UN PETIT TOUR PAR L’AMAZONIE EQUATORIENNE

Entré depuis la Colombie par Lago Agrio, province de Sucumbios, ou je trouve l’aide de Marcelo et de la Fédération sportive provinciale, je rejoins à la hâte Quito ou m’attend Marina. Tout juste le temps de prendre le pouls de cette région chamboulée par la frénésie du pétrole. Pas assez pour rencontrer les communautés qui se battent pour préserver leur patrimoine culturel et naturel, notamment contre la compagnie pétrolière Chevron qui y a dévasté impunément l’écosystème… Un lieu qui a pris le contre-pied de cette destruction pour reconstruire : la Clinica ambiental, pour « une réparation socio-environnementale ». Marina, ma pelmini préférée me fera sortir de mon mode de voyage à vélo. Pendant plus d’une semaine nous passerons de sites touristiques en auberges de jeunesse, à la rencontre des beautés de la vallée des volcans et de la Sierra, et aussi des gringos!

Après une escale française de trois mois, retour à Quito pour très vite à Baños, et l’Amazonie. Enfin pas si vite que ça vu que la pluie a repris ses droits. Puyo me charmera pas son calme, et malgré sa dose copieuse de pluie.

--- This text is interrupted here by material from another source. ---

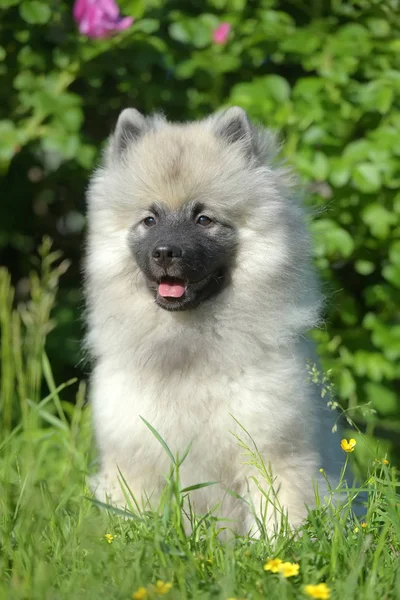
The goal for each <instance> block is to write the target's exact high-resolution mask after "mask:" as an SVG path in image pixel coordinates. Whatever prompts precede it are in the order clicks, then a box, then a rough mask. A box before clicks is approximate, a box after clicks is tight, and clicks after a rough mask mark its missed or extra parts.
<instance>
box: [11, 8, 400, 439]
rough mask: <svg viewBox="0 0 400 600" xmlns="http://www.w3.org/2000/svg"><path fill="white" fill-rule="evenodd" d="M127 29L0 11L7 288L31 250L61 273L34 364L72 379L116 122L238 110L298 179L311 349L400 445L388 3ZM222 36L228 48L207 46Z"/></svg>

Mérite le détour le parc ethnobotanique Omaere, le jardin botanique Las orquideas, et la Hosteria-Finca el Pigual. En bus et barque, je rejoindrai le projet Selva Viva – AmaZOOnico dans la province Napo, près de Tena. Un super de projet à la rescousse des animaux sylvestres issus du trafic illégal et de la forêt tropicale! Enfin, à Macas, après 2 jours de vélo. Je suis charmé par la tranquillité de cette petite ville, avec vue sur le volcan actif Sangay. Un bon café à la fondation Chankuap de commerce équitable. Un logis confortable grâce à l’amabilité et hospitalité des pompiers de Macas.

A Macas, et la province de Morona Santiago, c’est encore le balbutiement du tourisme, et de l’exploitation pétrolière… A noter le projet Monoil de chercheurs français (IRD – CNRS) travaillant actuellement sur l’impact socio-environnemental de l’industrie pétrolière, dont la province de Macas fait office de zone étalon, car pas encore salie par cette industrie. Peut être pas pour longtemps.

De l’envie de rentrer plus à l’intérieur de la forêt et de rencontrer des communautés indigènes, et de la rencontre opportune de Klever, nous nous dirigeons alors vers Taisha en avionnette. Un peu stressé vu le nombre de crash des mois précédents, mais bon le ciel tout découvert et la vue du volcan Sangay et de la mer de forêt me le font oublier. Taisha, village sans connection viale à la « civilisation », au beau milieu de la jungle, en territoire indigène Shuar et Ashuar. Moi qui voulais quelque chose de non touristique, je suis servi! Zéro tourisme. Aucune gestion touristique ou culturelle, malgré ce que laissait entendre la paroisse (équivalent de la municipalité). Dangereux!? Bon, on use des bons services d’Otilia pour se rapprocher d’une communauté Shuar. Après 2 heures de retard de notre pseudo guide, on ira finalement se tremper dans une rivière propre et paradisiaque. Pas plus que ça car « il faut prévoir une semaine à l’avance que la communauté s’organise » à ce qu’on dit, et aussi il faut se faire inviter (ce que je savais). Un peu décevant, ce cas extrême aura au moins l’intérêt de me montrer l’autre face du développement touristique. Le néant (et tranquillité), alors qu’il y a un potentiel touristique indéniable. Potentiel pour développer une alternative à l’élevage, qui bien qu’extensif, ronge les forêts tropicales, et à l’exploitation pétrolière qui risque bien de s’ouvrir avec la brèche de la construction d’une route reliant Taisha à la « civilisation », prévue pour 2016. Donc un second intérêt d’avoir connu cette localité avant un grand changement… pour sûrement quelque chose de pire pour le commun des mortels.

Retour en selle pour retourner dans la Sierra. Pour cela, il faudra monter pendant 3 journées éprouvantes plus de 2000 m, davantage en cumulé! Passant de l’humidité de la selva, aux prairies cultivées et verdoyantes de la Sierra. Impacts effroyables des méga projets hydroélectriques, miniers, défigurant le paysage et ne bénéficiant pas (ou trop peu) aux communautés locales, de leurs dires. Un balai de camions chargés de pierres seront mes seuls compagnons et trafic pendant la montée. Ah si, il y a aussi les crétins qui anticipent la folie du Carnaval et qui se disent « pourquoi pas jeter un bon seau d’eau à ce couillon de cycliste qui se régale sur la montée »!? Des bouffes qui se perdent, mais je ne les compte plus!